Fischers und Montags Glorifizierung des Bombenterrors gegen die Bevölkerung im Libanon und in den Palästinensergebieten ist direkt damit verbunden, dass sich diese Partei nicht nur in der Außenpolitik auf Merkel und Co. zubewegt, sondern auch in der Innenpolitik ein Bündnis mit der Union anstrebt.

Das Wichtigste aber ist, dass der ehemalige Außenminister deutlich macht, dass niemand in der offiziellen Politik Europas es wagt der aggressiven amerikanisch-israelischen Kriegspolitik entgegenzutreten. Zwar weis man mittlerweile, dass die Opposition der deutschen Regierung in der Vergangenheit mehr als halbherzig und inkonsequent war. Doch als Fischer vor gut drei Jahren auf der Münchner Sicherheitskonferenz den Kriegsplänen von US-Verteidigungsminister Donald Rumsfeld eine Abfuhr erteilte und sagte: "Sie haben mich nicht überzeugt, Herr Minister!", hatte das Auswirkungen.

Nun hat er ihn doch überzeugt und zwar nicht nur, weil Fischer sich für das Angebot einer Professur an der renommierten Princeton-Universität - als erster Professor ohne Abitur und Studium - artig bedankt. Die schiere Gewalt und Rücksichtslosigkeit mit der sich die amerikanische Regierung über internationales Recht, über Verträge, Vereinbarungen und auch über internationale Kritik hinwegsetzt, hat die europäische Politik im Allgemeinen und die deutschen Philister im Besonderen, tief beeindruckt.
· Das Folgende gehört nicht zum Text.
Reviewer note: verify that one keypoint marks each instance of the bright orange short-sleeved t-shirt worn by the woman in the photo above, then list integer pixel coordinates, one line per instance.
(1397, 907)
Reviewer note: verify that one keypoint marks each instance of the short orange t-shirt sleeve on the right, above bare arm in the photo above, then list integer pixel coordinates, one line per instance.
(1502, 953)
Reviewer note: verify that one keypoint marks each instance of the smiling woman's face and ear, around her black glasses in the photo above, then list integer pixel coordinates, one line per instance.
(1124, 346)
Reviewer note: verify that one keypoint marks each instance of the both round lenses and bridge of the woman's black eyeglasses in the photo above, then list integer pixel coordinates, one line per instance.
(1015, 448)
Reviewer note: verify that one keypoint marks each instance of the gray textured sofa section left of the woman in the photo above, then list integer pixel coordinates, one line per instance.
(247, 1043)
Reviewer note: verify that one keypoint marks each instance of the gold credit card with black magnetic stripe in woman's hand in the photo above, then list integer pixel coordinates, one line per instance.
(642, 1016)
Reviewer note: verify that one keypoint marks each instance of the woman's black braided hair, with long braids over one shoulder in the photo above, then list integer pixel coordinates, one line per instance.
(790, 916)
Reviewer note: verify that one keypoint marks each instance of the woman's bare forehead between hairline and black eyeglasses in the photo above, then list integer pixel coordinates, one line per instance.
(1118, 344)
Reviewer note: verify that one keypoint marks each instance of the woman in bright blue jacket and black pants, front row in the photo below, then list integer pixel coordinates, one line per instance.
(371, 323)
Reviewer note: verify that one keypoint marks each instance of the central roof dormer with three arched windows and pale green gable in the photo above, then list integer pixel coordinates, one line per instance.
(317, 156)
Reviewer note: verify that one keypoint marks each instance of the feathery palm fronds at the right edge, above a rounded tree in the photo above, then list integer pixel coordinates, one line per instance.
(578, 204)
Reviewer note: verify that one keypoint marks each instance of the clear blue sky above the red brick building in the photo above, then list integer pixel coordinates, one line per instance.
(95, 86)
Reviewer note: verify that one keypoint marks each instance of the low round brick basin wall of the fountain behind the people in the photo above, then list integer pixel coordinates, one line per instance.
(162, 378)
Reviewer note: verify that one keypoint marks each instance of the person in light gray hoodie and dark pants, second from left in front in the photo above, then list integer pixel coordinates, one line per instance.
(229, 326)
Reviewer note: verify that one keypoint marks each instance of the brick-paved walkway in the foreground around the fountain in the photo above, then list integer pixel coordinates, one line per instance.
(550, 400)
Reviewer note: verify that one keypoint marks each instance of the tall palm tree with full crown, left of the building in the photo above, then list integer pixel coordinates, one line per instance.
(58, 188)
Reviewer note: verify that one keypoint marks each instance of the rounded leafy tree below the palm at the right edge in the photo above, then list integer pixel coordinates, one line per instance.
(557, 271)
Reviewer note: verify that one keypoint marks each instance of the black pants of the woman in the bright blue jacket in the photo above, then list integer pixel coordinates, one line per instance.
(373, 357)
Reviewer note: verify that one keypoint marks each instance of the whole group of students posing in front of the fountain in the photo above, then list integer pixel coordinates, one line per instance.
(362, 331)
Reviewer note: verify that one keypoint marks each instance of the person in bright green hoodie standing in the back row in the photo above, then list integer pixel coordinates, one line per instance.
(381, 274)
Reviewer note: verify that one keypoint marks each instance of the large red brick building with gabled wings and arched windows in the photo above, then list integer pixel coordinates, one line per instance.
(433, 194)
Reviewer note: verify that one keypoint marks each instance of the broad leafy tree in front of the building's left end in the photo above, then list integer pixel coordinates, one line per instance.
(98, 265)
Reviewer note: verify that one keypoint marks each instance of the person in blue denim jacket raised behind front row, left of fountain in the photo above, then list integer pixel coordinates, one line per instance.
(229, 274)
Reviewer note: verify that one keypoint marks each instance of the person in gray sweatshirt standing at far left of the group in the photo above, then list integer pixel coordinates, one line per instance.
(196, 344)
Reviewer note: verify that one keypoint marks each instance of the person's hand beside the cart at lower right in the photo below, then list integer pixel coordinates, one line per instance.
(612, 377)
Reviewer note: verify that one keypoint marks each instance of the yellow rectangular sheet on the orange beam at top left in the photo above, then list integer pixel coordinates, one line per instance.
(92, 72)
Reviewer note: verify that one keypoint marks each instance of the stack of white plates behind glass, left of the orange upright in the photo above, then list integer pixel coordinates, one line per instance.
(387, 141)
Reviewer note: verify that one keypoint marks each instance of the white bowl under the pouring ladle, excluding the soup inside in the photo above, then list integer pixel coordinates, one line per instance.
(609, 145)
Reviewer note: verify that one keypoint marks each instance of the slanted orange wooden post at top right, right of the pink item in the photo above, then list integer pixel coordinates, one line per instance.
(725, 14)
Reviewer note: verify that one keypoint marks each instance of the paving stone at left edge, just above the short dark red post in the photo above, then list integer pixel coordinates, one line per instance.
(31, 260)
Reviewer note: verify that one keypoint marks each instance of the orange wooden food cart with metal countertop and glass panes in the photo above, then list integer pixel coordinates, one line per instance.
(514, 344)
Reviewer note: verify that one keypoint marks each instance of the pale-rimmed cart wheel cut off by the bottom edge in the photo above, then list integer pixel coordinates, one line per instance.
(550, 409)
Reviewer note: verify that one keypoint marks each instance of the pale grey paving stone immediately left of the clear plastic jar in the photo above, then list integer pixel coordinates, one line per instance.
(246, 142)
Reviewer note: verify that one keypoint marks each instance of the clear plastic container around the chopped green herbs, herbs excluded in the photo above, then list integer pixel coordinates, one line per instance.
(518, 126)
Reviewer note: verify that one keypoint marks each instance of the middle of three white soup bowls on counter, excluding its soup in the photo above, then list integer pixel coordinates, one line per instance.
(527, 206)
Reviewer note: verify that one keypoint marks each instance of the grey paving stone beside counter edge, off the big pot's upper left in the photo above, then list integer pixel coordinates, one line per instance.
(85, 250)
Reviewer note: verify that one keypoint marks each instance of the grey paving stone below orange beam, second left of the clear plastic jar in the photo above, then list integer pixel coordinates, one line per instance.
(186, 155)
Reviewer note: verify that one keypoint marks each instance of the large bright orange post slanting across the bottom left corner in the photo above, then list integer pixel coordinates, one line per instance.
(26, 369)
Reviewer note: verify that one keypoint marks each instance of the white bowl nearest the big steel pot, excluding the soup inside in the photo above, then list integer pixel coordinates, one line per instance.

Fischers Unterstützung für die israelische Kriegspolitik und seine Einschätzung, dass nur das verstärkte Eingreifen der US-Regierung dem Nahenosten "Stabilität" bringen könne, ist auch ein Eingeständnis, dass seine eigenen politischen Konzeptionen über eine verstärkte Friedensrolle Europas in der internationalen Politik gescheitert sind.

Im Millenniumsjahr 2000 hielt Fischer eine, damals als "wegweisend" bezeichnete Grundsatzrede über die Zukunft Europas in der Humboldt-Universität zu Berlin. "Gedanken über die Finalität der europäischen Integration" hatte Fischer seinen Vortrag am 12. Mai 2000 überschrieben. Zwar war die gemeinsame Währung noch nicht eingerührt, aber bereits beschlossene und weit vorbereitete Sache. Immer wieder betonte Fischer, dass sich die europäische Integration als "phänomenal erfolgreich erwiesen" habe.

Aber wie so oft in der Geschichte war das Denken auch damals von der Vergangenheit geprägt und Fischers Europa-Euphorie widerspiegelte eine politische Periode, die gerade zu Ende ging. Als die europäischen Großmächte mit der so genannten "Lissabon-Strategie" die Vereinigung Europas und Erweiterung des europäischen Binnenmarktes zu einem Bollwerk gegen die wirtschaftliche und politische Vorherrschaft Amerikas ausbauen wollten, mussten sie feststellen, dass sich damit die Situation innerhalb Europas stark veränderte.

Es ist eine Sache, Europa in Zusammenarbeit und mit der Unterstützung der USA als gemeinsamen Markt aufzubauen, es ist aber etwas völlig anderes Europa als Festung und Bollwerk gegen die USA errichten zu wollen. In dem Maße in dem die amerikanische Regierung begann auf Europa politischen und wirtschaftlichen Druck auszuüben, nahmen auch die Konflikte innerhalb der europäischen Gemeinschaft zu.

Die Wiederkehr imperialistischer Großmachtpolitik mit militärischer Unterdrückung und kolonialer Ausbeutung ist nicht auf die USA beschränkt. Die Unfähigkeit der europäischen Regierungen dieser Politik entgegenzutreten, bedeutet, dass auch für sie die Eigeninteressen an erster Stelle stehen und die Konflikte innerhalb Europas zunehmen werden. Die einzig progressive Form dem Widererstarken imperialistischer Gewalt und militärischer Aggression entgegenzutreten besteht durch die Vereinigung Europas von unten, durch die politische Mobilisierung der arbeitenden Bevölkerung im Kampf für die vereinigten sozialistischen Staaten von Europa.